Confounder Identification
Consider the following discrete mixture models with mixture-source variable $U \in {0, \ldots, k}$:
- The $k$-MixIID problem handles a discrete mixture in which we are allowed to sample a single variables multiple times without re-sampling $U$. Alternatively, we can think of this as multiple i.i.d. samples of the within-source (constant $U$) distribution. This is sometimes called the $k$-coin problem because it corresponds to selecting a random biased coin and flipping it multiple times (and then repeating this process with another randomly selected coin).

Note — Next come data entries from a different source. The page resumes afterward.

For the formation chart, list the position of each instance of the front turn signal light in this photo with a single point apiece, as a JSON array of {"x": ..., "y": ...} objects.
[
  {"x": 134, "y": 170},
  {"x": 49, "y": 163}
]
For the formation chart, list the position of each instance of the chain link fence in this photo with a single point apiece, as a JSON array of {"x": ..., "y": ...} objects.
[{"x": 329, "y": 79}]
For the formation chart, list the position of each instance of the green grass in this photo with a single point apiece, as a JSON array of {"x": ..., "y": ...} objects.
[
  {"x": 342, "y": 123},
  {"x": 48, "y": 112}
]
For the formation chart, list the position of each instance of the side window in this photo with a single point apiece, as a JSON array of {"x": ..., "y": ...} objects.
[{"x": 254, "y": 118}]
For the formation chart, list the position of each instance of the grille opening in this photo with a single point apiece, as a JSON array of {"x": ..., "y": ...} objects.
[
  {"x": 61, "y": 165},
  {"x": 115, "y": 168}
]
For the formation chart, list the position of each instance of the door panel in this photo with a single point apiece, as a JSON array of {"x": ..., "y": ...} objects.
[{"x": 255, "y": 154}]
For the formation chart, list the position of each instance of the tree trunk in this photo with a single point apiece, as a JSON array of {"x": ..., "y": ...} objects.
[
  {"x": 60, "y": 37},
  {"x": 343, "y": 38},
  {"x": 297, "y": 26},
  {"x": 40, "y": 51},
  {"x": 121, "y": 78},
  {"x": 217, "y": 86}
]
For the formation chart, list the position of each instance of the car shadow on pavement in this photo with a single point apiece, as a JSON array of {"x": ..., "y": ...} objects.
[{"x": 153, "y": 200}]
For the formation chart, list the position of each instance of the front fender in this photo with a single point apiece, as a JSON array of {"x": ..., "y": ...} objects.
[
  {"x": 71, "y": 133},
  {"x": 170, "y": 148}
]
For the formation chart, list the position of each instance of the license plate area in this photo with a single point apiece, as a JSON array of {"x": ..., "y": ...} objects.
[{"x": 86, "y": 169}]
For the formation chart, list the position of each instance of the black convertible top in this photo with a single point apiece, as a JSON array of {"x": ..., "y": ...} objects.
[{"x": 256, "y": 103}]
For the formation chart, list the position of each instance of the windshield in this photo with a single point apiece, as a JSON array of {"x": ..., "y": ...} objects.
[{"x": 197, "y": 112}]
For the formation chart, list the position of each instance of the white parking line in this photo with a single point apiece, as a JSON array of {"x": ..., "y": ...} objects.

- The $k$-MixProd problem handles a discrete mixture with random variables that are independent from one another within each source (when conditioned on $U$). Graphically, this can be modeled as a single vertex $U$ with edges to vertices $\mathbf{X} = X_1, \ldots, X_n$ with no edges within $\mathbf{X}$.
- The $k$-MixBND problem relaxes the independence assumption, allowing for an arbitrary dependence structure among the vertices, modeled by a Bayesian Netork DAG $\mathcal{G} = (\mathbf{V}, \mathbf{E})$.
The $k$-MixBND problem is fundamental to causal inference, where $U$ models an unobserved confounding effect of multiple populations, obscuring the causal relationships in the observable DAG $\mathcal{G}$. By solving the mixture problem and recovering the joint probability distribution on $\mathbf{V}, U$, graphically unidentifiable causal relationships become identifiable. We have developed the first algorithm to learn mixtures of non-empty DAGs. The algorithm involves a two-step reduction from $k$-MixIID $\rightarrow$ $k$-MixProd $\rightarrow$ $k$-MixBND.
We have contributed to complexity improvements on all three steps of this reduction. We have also contributed the first known algorithm for identifying causal structure in the mixture setting.